Search code examples
htmlrweb-scrapingrvestnested-table

How to scrape HTML table with nested column with Rvest?


I encounter a big problem in scrapping of HTML table with nested columns.

The table is from the immigration department of Hong Kong.

A screenshot is shown here:

enter image description here

I tried to do it with rvest, but the result is messy.

library(rvest)
library(tidyverse)
library(stringr)
library(dplyr)

url_data <- "https://www.immd.gov.hk/eng/stat_20220901.html"

url_data %>%
read_html()
css_selector <- "body > section:nth-child(7) > div > div > div > div > table"
immiTable <- url_data %>% 
read_html() %>% html_element(css = css_selector) %>% html_table()
immiTable

enter image description here

My goal is to extract the first row (i.e. Airport) and plot it to a pie chart, and produce a dataframe of the whole table and save it to excel.
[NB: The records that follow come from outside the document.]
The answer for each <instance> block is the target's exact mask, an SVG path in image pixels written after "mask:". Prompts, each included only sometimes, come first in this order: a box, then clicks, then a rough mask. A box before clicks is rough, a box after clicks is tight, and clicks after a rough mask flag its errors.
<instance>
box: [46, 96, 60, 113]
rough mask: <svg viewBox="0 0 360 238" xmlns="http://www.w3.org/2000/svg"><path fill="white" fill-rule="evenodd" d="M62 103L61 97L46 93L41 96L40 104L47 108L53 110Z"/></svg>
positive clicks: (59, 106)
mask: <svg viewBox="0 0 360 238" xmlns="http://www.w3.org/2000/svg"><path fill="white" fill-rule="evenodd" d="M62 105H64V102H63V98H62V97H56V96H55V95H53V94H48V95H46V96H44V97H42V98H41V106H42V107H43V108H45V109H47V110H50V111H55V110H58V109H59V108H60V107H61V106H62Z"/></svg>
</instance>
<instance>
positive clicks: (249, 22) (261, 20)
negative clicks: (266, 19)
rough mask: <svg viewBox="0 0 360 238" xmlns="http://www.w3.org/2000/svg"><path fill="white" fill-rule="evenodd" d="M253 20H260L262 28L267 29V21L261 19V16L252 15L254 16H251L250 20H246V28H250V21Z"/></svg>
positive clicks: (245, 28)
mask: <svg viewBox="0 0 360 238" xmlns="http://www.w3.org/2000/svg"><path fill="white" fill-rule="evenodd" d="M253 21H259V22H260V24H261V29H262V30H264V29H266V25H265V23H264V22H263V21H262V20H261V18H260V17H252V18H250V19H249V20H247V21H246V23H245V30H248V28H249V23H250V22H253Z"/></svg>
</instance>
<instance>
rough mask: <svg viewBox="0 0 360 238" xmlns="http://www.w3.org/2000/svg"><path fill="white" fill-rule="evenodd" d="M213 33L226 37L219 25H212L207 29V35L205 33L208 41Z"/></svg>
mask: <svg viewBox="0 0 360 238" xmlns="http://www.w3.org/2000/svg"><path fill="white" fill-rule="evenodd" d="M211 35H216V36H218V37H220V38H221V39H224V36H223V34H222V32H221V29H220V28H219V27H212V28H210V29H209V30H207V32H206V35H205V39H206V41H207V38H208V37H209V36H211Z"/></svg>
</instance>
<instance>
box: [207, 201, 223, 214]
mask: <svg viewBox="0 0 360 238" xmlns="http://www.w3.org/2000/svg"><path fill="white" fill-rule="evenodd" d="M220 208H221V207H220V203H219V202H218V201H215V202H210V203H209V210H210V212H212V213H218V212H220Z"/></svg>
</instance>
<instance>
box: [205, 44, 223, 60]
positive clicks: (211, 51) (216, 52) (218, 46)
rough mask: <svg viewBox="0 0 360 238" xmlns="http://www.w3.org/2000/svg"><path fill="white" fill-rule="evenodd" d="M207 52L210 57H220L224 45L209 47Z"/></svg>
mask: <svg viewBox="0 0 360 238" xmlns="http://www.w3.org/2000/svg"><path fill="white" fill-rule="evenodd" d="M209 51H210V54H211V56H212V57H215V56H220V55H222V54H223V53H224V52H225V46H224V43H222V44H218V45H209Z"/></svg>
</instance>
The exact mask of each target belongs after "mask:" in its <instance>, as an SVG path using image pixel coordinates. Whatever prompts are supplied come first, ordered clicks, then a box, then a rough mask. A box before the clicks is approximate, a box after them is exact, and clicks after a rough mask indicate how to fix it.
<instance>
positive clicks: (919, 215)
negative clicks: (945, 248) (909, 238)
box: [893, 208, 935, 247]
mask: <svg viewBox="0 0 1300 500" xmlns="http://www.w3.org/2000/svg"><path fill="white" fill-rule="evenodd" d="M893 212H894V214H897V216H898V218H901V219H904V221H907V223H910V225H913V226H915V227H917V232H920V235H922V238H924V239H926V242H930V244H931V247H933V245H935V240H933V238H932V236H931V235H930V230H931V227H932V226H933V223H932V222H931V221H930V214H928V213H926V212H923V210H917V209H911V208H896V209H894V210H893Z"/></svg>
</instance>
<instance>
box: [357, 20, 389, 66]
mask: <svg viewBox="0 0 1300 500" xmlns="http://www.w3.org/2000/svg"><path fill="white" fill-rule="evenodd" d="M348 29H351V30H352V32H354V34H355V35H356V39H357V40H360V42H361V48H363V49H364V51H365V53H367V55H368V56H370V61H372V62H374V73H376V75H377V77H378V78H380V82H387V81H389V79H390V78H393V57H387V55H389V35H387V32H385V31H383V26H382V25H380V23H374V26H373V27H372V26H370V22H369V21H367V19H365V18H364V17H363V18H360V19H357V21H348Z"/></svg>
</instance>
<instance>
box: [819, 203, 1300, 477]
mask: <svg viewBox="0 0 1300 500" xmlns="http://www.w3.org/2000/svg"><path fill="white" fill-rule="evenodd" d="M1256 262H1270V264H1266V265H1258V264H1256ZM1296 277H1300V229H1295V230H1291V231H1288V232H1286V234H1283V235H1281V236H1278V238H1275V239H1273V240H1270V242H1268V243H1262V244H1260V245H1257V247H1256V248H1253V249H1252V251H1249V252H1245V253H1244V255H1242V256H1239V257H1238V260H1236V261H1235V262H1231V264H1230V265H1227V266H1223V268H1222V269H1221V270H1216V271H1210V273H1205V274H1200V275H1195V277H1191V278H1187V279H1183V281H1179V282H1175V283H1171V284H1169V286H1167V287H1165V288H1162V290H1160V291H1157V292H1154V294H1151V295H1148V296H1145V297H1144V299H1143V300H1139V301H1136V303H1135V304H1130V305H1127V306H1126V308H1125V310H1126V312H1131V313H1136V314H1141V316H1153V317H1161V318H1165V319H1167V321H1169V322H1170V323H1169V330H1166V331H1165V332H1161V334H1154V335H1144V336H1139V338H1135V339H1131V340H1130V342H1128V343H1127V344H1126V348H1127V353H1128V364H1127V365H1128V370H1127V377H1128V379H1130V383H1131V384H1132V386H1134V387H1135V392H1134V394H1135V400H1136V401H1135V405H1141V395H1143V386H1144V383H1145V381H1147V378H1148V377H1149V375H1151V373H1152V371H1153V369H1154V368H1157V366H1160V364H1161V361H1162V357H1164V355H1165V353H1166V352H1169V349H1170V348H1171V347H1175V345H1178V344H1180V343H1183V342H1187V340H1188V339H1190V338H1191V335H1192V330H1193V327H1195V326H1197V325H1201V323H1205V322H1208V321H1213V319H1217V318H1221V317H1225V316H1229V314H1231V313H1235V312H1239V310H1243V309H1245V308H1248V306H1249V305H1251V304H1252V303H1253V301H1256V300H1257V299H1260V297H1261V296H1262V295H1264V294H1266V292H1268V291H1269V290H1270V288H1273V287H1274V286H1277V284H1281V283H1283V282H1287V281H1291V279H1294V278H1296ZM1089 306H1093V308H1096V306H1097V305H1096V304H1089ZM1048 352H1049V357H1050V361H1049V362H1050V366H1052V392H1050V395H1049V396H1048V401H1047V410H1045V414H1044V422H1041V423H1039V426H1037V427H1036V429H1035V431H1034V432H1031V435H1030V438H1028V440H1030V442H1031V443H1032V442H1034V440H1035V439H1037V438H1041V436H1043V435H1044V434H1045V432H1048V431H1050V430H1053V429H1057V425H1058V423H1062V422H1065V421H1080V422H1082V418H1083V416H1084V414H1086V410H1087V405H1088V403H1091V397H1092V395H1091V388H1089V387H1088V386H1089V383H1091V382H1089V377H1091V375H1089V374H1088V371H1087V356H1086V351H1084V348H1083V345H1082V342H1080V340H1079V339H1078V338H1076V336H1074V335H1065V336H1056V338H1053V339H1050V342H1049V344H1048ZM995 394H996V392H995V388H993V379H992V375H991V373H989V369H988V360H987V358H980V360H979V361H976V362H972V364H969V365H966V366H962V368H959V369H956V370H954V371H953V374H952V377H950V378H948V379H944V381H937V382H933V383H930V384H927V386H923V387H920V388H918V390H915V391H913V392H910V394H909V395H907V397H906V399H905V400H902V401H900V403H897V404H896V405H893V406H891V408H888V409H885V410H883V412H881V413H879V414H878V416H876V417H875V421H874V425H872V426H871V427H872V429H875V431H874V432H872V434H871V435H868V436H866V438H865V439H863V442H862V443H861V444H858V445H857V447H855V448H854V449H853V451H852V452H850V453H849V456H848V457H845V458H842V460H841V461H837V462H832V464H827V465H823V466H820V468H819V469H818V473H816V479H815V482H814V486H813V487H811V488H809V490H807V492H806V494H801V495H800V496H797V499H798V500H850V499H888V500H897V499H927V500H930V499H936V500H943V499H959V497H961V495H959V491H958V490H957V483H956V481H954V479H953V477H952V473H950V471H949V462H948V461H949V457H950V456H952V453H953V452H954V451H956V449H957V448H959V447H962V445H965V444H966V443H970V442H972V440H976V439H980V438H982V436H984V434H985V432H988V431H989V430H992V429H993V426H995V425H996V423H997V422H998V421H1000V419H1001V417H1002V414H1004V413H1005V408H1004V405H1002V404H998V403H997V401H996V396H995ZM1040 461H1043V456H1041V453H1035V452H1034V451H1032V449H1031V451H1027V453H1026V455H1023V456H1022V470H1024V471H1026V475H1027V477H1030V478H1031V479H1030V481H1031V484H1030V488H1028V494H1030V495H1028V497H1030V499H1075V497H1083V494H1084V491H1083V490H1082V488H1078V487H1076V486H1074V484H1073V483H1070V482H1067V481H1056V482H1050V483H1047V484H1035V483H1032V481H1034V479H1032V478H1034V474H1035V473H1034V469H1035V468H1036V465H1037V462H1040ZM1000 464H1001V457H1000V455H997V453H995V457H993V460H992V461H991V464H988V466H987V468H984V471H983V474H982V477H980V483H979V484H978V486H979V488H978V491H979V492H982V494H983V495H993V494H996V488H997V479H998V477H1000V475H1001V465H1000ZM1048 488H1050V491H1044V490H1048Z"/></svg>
I realize that teaching material for unnest table and scrapping nested table is rather scarce. Therefore I need your guidance. Thank you very much for your help.


Solution

  • An alternative would be to select the tbody rows, filtering out the hidden items by attribute, then add in the headers later.

    library(rvest)
    library(tidyverse)
    
    rows <- read_html("https://www.immd.gov.hk/eng/stat_20220901.html") %>% html_elements(".table-passengerTrafficStat tbody tr")
    prefixes <- c("arr", "dep")
    cols <- c("Hong Kong Residents", "Mainland Visitors", "Other Visitors", "Total")
    headers <- c("Control_Point", crossing(prefixes, cols) %>% unite("headers", 1:2, remove = T) %>% unlist() %>% unname())
    
    df <- map_dfr(
      rows,
      function(x) {
        x %>%
          html_elements("td[headers]") %>%
          set_names(headers) %>%
          html_text()
      }
    ) %>%
      mutate(across(c(-1), ~ str_replace(.x, ",", "") %>% as.integer()))
    

    Or somewhat condensed,

    library(rvest)
    library(tidyverse)
    
    rows <- read_html("https://www.immd.gov.hk/eng/stat_20220901.html") %>% html_elements(".table-passengerTrafficStat tbody tr")
    prefixes <- c("arr", "dep")
    cols <- c("Hong Kong Residents", "Mainland Visitors", "Other Visitors", "Total")
    headers <- c("Control_Point", crossing(prefixes, cols) %>% unite("headers", 1:2, remove = T) %>% unlist() %>% unname())
    
    df <- map_dfr(rows, ~ set_names(.x %>% html_elements("td[headers]") %>% html_text(), headers)) %>%
      mutate(across(c(-1), ~ str_replace(.x, ",", "") %>% as.integer()))